Server (sorter_server.c & sorter_server.h):
- Upon receiving the buffer containing the contents of the csv file, the server puts this raw data into a char array called data. After the whole csv file is loaded into data (char array), it calls loadArray() which populates the array of movie records (structs). Then it appends this array of movie records to a global array (which locks when copying data from array to global array and when receiving a dump request in which it obtains the data from the global array) where it will be merge sorted in the end. It goes through this process until the traversal in the client is finished. When traversal is completed, the server will wait for a dump request, where once heard, it will sort the global array of appended movie records and send it back to the client in the form of strings.
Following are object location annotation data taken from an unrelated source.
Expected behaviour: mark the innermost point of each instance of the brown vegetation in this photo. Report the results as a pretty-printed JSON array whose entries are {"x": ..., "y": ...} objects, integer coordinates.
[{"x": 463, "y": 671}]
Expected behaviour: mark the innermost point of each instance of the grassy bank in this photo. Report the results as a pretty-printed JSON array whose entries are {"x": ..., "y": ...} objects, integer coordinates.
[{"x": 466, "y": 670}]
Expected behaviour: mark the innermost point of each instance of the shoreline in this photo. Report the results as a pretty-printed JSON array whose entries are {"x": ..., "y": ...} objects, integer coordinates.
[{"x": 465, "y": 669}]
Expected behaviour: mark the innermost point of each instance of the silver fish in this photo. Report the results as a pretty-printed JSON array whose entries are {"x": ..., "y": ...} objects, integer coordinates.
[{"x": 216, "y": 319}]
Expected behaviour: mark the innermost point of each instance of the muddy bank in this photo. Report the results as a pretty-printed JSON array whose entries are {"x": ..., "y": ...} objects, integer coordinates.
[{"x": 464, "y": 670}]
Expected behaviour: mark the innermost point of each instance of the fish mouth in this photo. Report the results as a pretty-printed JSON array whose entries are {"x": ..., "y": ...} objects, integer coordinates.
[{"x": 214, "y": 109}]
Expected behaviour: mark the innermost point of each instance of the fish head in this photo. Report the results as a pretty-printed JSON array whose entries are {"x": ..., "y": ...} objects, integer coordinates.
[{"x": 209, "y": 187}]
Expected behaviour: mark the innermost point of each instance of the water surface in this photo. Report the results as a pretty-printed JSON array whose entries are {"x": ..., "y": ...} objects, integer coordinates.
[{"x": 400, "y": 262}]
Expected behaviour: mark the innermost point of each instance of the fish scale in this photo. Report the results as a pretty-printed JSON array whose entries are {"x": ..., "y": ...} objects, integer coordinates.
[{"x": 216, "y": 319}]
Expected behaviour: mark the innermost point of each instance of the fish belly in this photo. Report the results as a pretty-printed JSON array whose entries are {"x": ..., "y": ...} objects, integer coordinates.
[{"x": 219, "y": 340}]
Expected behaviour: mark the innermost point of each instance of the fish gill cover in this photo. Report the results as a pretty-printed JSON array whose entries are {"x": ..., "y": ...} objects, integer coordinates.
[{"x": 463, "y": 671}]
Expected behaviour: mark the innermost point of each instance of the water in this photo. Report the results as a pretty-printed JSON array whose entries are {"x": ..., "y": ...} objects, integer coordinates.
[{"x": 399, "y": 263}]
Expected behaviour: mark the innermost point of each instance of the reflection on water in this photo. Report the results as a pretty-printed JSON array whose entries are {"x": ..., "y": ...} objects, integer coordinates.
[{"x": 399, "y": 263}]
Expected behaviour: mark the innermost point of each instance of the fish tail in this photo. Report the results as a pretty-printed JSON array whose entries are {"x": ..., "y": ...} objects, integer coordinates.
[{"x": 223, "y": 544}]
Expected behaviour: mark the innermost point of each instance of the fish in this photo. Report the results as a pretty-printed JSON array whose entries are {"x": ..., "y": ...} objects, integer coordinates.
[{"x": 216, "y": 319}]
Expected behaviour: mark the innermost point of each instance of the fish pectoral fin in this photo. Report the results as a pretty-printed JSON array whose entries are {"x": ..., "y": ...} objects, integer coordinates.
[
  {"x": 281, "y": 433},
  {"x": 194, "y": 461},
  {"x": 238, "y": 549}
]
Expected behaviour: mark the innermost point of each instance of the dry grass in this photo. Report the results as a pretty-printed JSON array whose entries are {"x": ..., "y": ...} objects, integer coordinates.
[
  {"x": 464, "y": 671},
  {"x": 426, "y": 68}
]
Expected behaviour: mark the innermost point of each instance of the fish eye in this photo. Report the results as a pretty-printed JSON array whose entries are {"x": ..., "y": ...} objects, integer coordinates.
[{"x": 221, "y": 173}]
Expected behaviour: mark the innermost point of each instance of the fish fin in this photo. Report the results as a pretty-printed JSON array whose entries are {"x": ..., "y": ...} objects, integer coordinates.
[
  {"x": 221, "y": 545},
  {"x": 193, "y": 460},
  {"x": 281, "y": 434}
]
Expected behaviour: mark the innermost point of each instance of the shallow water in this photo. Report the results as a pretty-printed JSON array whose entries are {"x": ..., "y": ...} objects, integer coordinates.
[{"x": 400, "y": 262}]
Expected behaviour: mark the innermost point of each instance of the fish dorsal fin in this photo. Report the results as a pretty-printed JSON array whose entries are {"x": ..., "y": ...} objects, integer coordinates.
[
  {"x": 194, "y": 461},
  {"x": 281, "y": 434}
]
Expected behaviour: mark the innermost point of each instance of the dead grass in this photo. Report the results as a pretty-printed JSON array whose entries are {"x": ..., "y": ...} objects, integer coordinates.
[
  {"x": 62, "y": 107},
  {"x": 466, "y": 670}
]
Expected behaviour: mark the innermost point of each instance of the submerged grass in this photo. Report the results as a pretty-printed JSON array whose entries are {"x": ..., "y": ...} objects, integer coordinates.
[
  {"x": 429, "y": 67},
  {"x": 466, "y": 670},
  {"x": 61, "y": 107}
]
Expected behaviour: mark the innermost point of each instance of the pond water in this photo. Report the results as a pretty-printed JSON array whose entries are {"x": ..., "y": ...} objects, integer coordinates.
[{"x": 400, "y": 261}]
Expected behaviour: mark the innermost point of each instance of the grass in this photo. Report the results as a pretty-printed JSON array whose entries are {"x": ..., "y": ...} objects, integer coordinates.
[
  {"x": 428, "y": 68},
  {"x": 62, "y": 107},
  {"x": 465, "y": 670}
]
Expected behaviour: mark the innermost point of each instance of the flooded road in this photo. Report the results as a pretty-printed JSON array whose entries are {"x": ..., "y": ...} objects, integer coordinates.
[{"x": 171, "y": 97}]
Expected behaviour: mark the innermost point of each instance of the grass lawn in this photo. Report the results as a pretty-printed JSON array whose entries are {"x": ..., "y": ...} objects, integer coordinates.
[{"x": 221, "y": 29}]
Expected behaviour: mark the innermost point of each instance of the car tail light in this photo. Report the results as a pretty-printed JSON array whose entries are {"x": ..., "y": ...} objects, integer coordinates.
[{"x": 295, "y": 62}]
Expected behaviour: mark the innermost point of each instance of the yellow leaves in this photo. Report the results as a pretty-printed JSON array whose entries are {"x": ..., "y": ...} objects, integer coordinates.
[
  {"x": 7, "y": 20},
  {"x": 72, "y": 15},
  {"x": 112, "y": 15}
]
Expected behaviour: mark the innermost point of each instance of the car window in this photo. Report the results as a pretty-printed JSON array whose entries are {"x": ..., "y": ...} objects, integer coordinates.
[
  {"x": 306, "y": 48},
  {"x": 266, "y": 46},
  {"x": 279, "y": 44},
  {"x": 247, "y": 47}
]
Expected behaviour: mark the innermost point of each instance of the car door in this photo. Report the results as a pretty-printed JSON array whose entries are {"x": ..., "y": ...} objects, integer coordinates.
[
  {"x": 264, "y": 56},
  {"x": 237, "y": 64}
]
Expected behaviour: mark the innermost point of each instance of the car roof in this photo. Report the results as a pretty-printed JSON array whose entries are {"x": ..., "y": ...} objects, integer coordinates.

The server also outputs a list of the IP addresses of all the clients that have connected to it. Finally, as per the project's instructions, the server runs until stopped by a SIGKILL (CTRL + C on keyboard).
Server:
- Prints out IP addresses for every connection made instead of only each individual client (our program treats each csv file as a connection when dealing with a client)
Client:
- Despite not needing to print anything out to STDOUT for the client, we have print statements that create a more friendly/informative interface for the user
Project instructions state that we don't necessarily have to print anything out to STDOUT for the client, but we believe that it is more helpful to the user if there are print statements that display the progress of the connections established, files being sent and sorted, etc.
Upon testing, always run server before running client, so that the client can properly connect to a running server. If input parameters are incorrect for either client or server, program will give an error message and exit. Input and output directories may be either relative or absolute paths, but if the directories contain spaces in either folder or file names, they must be surrounded by quotations in order for argc and argv to function properly (our program will remove the quotes to access the directories).